Have you encountered any problems with streaming?
Have you encountered any problems with streaming?
Experiencing poor quality when switching between two devices (both wired). Router, switches, and NICs upgraded to 2.5Gbps, yet performance remains unchanged. Task manager shows streaming using only 10MBps of the available 2.5Gbps. Need advice on increasing bandwidth usage.
Related to this thread? Question - Router upgrade I have 2 PCs both with 2.5gbps Ethernet adapters but my router only supports 1gbps so I want to upgrade as it is a bottleneck when streaming games between the 2. Every gaming router I've seen has a Ethernet WAN port, my router provided by my ISP using ADSL so how would I go about upgrading? forums. "more bandwidth" is not the answer! Earlier you thought about 'bottlenecking' in the network, so you purchased new equipment. But the issue persists. 1gbps between the two systems (what you had) was just fine. Find the real problem before trying a fix.
Provide additional specifics about the tools being used and the exact issues observed so that appropriate guidance can be offered.
I don’t usually play games, but after browsing online, I thought about whether the person was referring to Steam Remote Play. Here’s the link I found: https://www.youtube.com/watch?v=waMGdLYHszs. What I discovered is that the data usage for Remote Play varies based on resolution, frame rate, encoding options, and network conditions—it adjusts automatically. The breakdown is as follows:
Typical Bandwidth Usage
- 720p at 60 FPS: about 5–10 Mbps
- 1080p at 60 FPS: around 10–30 Mbps
- 1440p at 60 FPS: roughly 20–50 Mbps
- 4K at 60 FPS: approximately 40–100 Mbps (if the default limits are removed)
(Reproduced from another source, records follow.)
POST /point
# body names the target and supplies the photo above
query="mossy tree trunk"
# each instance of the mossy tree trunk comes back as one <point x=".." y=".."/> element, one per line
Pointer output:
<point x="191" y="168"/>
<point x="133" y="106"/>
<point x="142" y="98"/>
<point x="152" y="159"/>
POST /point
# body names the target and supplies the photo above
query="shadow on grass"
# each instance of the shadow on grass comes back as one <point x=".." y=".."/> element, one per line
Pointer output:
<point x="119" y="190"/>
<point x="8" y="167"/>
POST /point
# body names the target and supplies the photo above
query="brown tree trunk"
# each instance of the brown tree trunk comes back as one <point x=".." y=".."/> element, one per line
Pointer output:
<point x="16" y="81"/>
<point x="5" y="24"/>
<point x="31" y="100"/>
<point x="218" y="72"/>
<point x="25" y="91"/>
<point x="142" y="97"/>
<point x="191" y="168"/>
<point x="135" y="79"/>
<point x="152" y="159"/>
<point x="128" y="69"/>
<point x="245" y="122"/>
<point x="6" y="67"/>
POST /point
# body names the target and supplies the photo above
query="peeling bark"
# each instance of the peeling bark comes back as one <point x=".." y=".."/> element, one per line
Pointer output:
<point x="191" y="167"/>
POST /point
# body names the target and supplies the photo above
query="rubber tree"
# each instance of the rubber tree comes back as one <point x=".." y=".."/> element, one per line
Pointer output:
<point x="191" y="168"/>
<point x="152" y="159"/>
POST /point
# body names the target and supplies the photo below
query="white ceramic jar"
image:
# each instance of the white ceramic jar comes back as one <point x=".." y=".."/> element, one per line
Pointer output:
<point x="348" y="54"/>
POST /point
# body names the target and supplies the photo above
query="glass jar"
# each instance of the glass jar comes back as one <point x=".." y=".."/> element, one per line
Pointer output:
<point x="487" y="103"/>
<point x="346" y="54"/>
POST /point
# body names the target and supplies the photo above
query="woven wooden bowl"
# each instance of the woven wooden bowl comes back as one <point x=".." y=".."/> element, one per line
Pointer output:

These figures assume “Balanced” or “Beautiful” settings with H.264 encoding. Using H.265/HEVC can reduce this demand by around 30–50%.
Steam’s Built-in Limits
In the settings, Remote Play options let you choose a bandwidth cap:
- Fast (10 Mbps)
- Balanced (15–30 Mbps)
- Beautiful (30–50 Mbps)
- Unlimited (Steam can push higher, often 70+ Mbps for 4K)
If you enable Auto, Steam aims to maintain around 15–30 Mbps for 1080p/60 FPS.
It seems the required bandwidth isn’t very high if your local network is already fast—such as a 1Gbps connection. But if Remote Play transmits data out to the internet and then back to another PC, the issue might lie with your DSL speed rather than your router’s LAN performance, whether it’s 1Gbps or 2.5Gbps.
You didn’t mention your DSL subscription speed in another discussion, did you?
After some checking, I discovered that streaming works well on my laptop's main display but stutters when the window is moved to a 4K 144Hz monitor. The monitor uses an RTX 3060 Ti inside an eGPU, connected via USB4 to my client PC. I have my eGPU and ethernet adapter plugged into a Thunderbolt 4 dock, then into a single USB4 port. Could this setup be causing the issue?
Very likely.
Based on internet sources:
RTX 3060 Ti is a PCIe 4.0 x 16 card.
Standard RTX 3060 Ti with GDDR6 memory bandwidth is 448 GB/s.
Some RTX 3060 Ti models with GDDR6X memory bandwidth reach 608 GB/s.
PCIe 4.0 x 16 combined bandwidth equals 2TB per lane times 16 lanes, which is 32TB/s or 256Tbps in one direction.
It's unclear how to connect memory bandwidth to PCIe lane total bandwidth.
USB 4.0 offers only 40Gbps, which is a significant difference.
I'm not a professional with GPUs or I don't play/game with them, please correct me if needed.
I recently attempted to connect just my eGPU to the USB4 port while keeping other peripherals on a USB3.2 port, but still experienced stuttering. I eliminated any bandwidth problems by using one USB4 connection for all devices. Also tried running the game directly from my laptop without issues. It seems to be a network or Steam-related problem.
When playing games on your client laptops, everything runs smoothly on the main display, but switching to a 4K HDTV or 1080p secondary screen causes stutters. This might relate to a PCIe bandwidth problem. You can check by testing the connection speed and performance in different display settings.